I need three new columns added to achive all of the new features requested, so if now 1 by 1, I'll end up with 4 field types and the need to write update scripts to convert one field type to the next field type for every step. Then to clean up the mess latter, the old field types would need to be removed, risking users being caught up in the inactive field issues.... This is way to messy and time consuming, so I will have to stop features that require schema changes until a work around is found.

During the course of Drupal 7 development, I became aware of the policy not to do any changes that may lose user data, but I would not have imagined that adding a new column was going to be an issue.
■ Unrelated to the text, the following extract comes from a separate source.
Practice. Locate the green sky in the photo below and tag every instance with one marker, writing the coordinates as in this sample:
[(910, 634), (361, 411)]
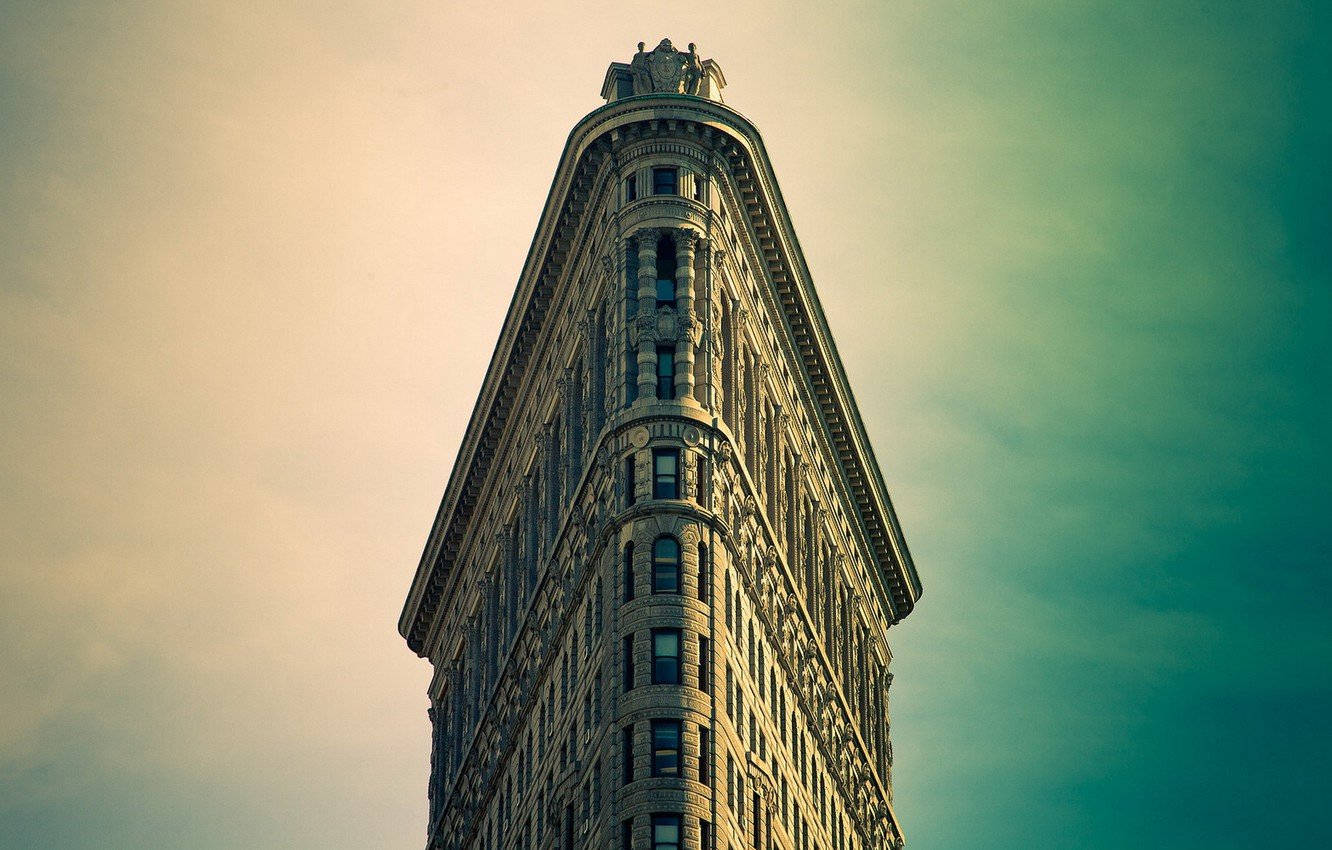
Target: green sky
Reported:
[(1075, 256)]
I had to read through the code last night to see that the core system only does indexes.

While this is very late in the development cycle, I would love to see the DB maintainers to have another look at this. I have to agree with sun about most developers would not have known about the way core has implemented ccks' handling of the schema changes.

Cheers
Alan

Pinging some life into this. Two feature requests in a week, each requiring a change (new column) to the schema....

We need to make sure that it is and remains possible to migrate data from one field to the other, meaning:

Create a new field field_name_new
Migrate data in batch from field_name to field_name_new
Delete field_name
Rename field_name_new to field_name

As far as I know, the current API provides everything except a way to rename a field.

So any pointers for contrib maintainers on a safe way to do this?

Create a new field field_tmp
Migrate data in batch from field_name to field_tmp
Delete field_name
Create a new field field_name
Migrate data in batch from field_tmp to field_name
Delete field_tmp

Cheers

Issue tags:-Needs Documentation

Hi

Just want to throw my 10 cents in.

In many cases changes in application business logic imply changes in field schema definition.

In my case i have developed a n-tuple family of modules (see my profile) that heavily relies on cck's ability to adopt field schema api at runtime.

Version:7.x-dev» 8.x-dev

This blocks OG #1277842: Data type of gid column in og_field_schema is float instead of int, we need some way to deal with this in contrib.

Status:Needs review» Needs work

There's no patch here that needs review or applies to the current 8.x HEAD.